Google’s bait-and-switch with Gemini CLI has demonstrated it will prioritize enterprise monetization over the needs of individual open-source users. The company accepted 6,000 contributions from the community, then closed the tool for enterprise only. That’s a rational business decision. But it means you should treat any free Google-hosted agent tier as a beta test, not infrastructure. The once open-source Gemini CLI amassed over 100,000 GitHub stars before becoming a case study in how open-source AI tools get captured for enterprise monetization.

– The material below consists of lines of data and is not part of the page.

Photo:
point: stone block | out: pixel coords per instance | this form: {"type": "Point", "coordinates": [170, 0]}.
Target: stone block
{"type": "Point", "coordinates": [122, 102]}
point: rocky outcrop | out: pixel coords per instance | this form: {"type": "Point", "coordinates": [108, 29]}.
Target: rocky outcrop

What I’d Actually Recommend
For individual developers doing production work: Claude Code Pro at $20/month is the lowest-risk choice. Predictable limits, higher benchmark scores on complex tasks, and a vendor that hasn’t pulled the rug on a free tier. If you want a free option for low-stakes exploration or non-time-sensitive tasks, Antigravity CLI’s free tier works — just don’t build a deadline-dependent workflow around it.
For teams: Claude Code’s agent teams and Artifacts features justify the per-seat cost if you need parallel execution or stakeholder communication. Antigravity Pro matches on per-seat pricing but doesn’t yet match on reliability signals.
The open-source AI tool market just lost its only major free terminal agent. That’s not a reason to be sentimental. It’s a reason to choose based on who’s least likely to change the terms under you.